HiLMa-Res: A General Hierarchical Framework via Residual RL for Combining Quadrupedal Locomotion and Manipulation
Xiaoyu Huang, Qiayuan Liao, Yiming Ni, Zhongyu Li, Laura Smith, Sergey Levine, Xue Bin Peng, Koushil Sreenath
TL;DR
HiLMa-Res presents a general, hierarchical reinforcement learning framework that decouples locomotion control from manipulation planning for quadrupedal loco-manipulation. A task-independent operational-space locomotion controller tracks end-effector trajectories using nominal CPG-based motion plus residual Bézier corrections, while a task-specific planner outputs residual trajectories and base commands to accomplish diverse tasks. The system demonstrates ball dribbling, stepping over obstacles, and load navigation across simulation and real-world settings, with real-world fine-tuning via data-efficient methods and favorable comparisons to baselines.

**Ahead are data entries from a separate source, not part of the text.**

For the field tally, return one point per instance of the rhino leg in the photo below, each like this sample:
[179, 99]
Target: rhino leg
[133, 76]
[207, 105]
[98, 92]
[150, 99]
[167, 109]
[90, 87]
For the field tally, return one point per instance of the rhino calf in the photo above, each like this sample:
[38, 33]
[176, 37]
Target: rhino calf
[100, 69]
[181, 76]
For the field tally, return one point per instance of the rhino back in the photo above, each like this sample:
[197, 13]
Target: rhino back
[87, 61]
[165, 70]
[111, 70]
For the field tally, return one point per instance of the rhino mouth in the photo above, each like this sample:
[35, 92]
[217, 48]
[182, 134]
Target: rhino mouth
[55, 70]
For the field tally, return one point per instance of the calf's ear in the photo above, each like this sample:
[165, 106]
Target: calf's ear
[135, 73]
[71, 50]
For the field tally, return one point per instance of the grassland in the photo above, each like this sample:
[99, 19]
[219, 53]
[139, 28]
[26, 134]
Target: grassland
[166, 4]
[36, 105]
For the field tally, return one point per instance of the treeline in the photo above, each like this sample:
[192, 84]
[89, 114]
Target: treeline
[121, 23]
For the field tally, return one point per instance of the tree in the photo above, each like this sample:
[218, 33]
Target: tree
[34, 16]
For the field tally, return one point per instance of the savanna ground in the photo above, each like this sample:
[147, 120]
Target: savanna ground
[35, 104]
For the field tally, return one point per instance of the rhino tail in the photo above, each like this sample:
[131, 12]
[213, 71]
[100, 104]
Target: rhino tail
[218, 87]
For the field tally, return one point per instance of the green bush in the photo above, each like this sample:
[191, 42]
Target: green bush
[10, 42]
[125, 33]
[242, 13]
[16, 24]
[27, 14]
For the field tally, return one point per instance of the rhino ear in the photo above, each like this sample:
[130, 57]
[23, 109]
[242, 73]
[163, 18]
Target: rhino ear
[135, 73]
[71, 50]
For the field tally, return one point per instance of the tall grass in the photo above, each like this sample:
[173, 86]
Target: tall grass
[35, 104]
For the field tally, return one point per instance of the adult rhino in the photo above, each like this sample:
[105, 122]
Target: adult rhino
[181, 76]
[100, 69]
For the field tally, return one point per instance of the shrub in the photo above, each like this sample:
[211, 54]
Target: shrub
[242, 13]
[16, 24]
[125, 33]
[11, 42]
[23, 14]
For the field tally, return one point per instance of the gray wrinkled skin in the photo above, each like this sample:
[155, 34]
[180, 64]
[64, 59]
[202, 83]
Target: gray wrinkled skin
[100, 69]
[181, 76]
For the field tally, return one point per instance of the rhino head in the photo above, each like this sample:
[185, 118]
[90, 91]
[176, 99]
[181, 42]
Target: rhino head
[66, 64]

This modular approach enables fast adaptation to new loco-manipulation tasks and supports different observation modalities, including vision, making it practical for real-world deployment on quadrupeds.
Abstract
This work presents HiLMa-Res, a hierarchical framework leveraging reinforcement learning to tackle manipulation tasks while performing continuous locomotion using quadrupedal robots. Unlike most previous efforts that focus on solving a specific task, HiLMa-Res is designed to be general for various loco-manipulation tasks that require quadrupedal robots to maintain sustained mobility. The novel design of this framework tackles the challenges of integrating continuous locomotion control and manipulation using legs. It develops an operational space locomotion controller that can track arbitrary robot end-effector (toe) trajectories while walking at different velocities. This controller is designed to be general to different downstream tasks, and therefore, can be utilized in high-level manipulation planning policy to address specific tasks. To demonstrate the versatility of this framework, we utilize HiLMa-Res to tackle several challenging loco-manipulation tasks using a quadrupedal robot in the real world. These tasks span from leveraging state-based policy to vision-based policy, from training purely from the simulation data to learning from real-world data. In these tasks, HiLMa-Res shows better performance than other methods.